Computational biology owes its existence to the biologists of UCSD, their UIUC counterparts and a growing community of partnering institutions. Scientific puzzlements from the Big Bang to AIDS, a chaotic and fibrillating heart, rational drug therapy, pollution free energy production, nanotechnology, better climate and earthquake predictors and all the lesser “bangs,” will find their place in the crosshairs of DTF equipped researchers. As more scientific inquiry is reduced to counting, writing better grid software tools and smarter algorithms, time becomes the scarcity and speed the next frontier.

Protein chemistry engages San Diego biologists and their partners because malformation of these life-giving molecules is at the core of so much disease — Parkinson’s, Huntington’s, Alzheimer’s, and who knows, maybe even the gene for evil. David Hart, SDSC manager of external relations, notes that more than 16,000 have been cataloged by shape and form as a baseline Protein Data Bank used for comparative studies that may one day lead to treatment and cures.

It’s hard to imagine a lot of new science not accompanied by profound changes in law, medicine and democracy itself.

A few years ago, a vice provost at the University of Virginia in Charlottesville observed of UCSD and its remarkable four-decade run: “They went out and hired a lot of good people and got good, very good. Fast.” He reflected, a little grudgingly, how he and many of his colleagues were stunned by the ascent of UCSD.

When Truman’s successor, President Eisenhower, motored down Broadway 41 years ago, San Diego seemed like a pretend city with the best zoo in the world, a healthy but untrustworthy aerospace industry, Scripps, the Navy’s carrier fleet, a morning and afternoon daily newspaper, Dr. Seuss and a lot of banks.

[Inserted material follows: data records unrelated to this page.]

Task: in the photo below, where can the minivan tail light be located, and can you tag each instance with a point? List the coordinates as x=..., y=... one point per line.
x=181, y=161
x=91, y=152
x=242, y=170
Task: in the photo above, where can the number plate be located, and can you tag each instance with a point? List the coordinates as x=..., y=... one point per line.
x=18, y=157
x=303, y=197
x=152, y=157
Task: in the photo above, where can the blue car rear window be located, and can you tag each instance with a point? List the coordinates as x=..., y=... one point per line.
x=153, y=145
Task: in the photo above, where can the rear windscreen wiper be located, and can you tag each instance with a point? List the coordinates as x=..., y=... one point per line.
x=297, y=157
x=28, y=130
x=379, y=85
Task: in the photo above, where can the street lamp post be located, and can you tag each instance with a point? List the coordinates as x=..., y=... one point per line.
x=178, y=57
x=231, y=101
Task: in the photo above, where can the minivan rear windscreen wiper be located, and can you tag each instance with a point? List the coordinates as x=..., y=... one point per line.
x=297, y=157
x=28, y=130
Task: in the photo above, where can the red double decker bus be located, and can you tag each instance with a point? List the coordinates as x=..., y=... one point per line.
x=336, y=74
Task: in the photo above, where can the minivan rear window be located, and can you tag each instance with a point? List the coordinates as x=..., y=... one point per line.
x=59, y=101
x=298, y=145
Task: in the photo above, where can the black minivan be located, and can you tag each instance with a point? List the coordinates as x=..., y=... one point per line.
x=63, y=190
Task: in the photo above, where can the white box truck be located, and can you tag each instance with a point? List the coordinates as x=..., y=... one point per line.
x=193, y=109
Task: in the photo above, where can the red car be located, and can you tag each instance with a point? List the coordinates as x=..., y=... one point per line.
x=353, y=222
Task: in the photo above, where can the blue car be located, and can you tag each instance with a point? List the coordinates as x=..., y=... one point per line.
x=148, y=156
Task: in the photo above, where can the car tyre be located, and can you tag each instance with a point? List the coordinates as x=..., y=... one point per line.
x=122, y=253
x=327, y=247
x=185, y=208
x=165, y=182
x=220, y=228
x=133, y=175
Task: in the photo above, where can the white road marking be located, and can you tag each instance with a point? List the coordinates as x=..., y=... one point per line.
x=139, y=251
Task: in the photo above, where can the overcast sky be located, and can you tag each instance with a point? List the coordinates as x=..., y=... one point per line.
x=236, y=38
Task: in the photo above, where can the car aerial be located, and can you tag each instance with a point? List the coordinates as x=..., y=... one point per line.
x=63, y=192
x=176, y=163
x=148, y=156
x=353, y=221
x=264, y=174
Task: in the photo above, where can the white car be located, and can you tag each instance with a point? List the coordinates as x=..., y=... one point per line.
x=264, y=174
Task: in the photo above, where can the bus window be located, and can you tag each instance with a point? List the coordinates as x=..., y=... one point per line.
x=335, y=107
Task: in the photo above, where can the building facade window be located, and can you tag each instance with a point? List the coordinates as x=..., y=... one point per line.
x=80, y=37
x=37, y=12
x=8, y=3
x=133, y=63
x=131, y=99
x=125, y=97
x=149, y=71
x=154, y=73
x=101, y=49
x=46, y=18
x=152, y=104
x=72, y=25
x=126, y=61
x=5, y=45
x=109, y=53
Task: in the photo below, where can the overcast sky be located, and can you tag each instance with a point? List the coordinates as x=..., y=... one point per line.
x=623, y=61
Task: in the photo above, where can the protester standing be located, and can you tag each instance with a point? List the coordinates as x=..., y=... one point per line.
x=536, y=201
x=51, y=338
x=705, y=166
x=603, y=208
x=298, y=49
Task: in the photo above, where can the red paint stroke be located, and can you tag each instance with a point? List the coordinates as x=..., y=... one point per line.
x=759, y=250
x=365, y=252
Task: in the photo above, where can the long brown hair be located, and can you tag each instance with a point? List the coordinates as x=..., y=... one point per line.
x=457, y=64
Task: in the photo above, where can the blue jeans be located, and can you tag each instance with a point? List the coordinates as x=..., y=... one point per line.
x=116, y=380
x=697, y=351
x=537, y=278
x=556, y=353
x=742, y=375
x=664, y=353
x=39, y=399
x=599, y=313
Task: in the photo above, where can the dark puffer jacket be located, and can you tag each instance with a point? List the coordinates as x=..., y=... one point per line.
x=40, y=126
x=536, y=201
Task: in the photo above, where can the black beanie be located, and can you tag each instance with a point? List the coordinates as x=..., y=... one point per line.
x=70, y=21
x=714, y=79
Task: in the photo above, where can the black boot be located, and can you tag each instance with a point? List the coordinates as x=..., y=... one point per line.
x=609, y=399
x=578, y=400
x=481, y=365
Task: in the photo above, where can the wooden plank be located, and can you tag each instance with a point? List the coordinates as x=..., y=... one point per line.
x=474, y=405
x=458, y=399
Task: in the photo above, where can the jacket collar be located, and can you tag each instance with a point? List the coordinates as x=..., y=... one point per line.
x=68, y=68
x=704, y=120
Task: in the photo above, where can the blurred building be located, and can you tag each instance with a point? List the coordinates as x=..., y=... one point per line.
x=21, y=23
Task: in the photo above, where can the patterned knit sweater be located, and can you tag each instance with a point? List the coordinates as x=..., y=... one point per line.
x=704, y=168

But the city’s real future had quietly arrived in Torrey Pines, a couple hundred acres of eucalyptus and hardpan and a few tired buildings christened the University of California at San Diego. The germ of an industrial base was around the corner.

Today, almost all of the 130 companies that comprise San Diego bioscience and the legal and accounting firms they support can trace their tender roots to this university and the partnering influence of Salk, Scripps and Connect, a grouping that finally reached critical mass. Telecom may be the engine driving the 2001 bus, but most investment-grade visions for 2020 would take you elsewhere.

Presidents, for better or worse, punctuate our history. In 1913, for example, President Wilson, who liked statues, authorized planting a stone image of Juan Rodriguez Cabrillo on a bluff overlooking Ballast Point. The great explorer probably landed there in 1542 and declared it to be “a very good and enclosed port” and the property of Spain. When San Diego gets around to erecting another statue, how about one of Roger Revelle?

Tom O'Laughlin, a retired publisher and longtime San Diegan, is a University of Illinois alumnus and lives in Champaign, Ill., with wife Mary.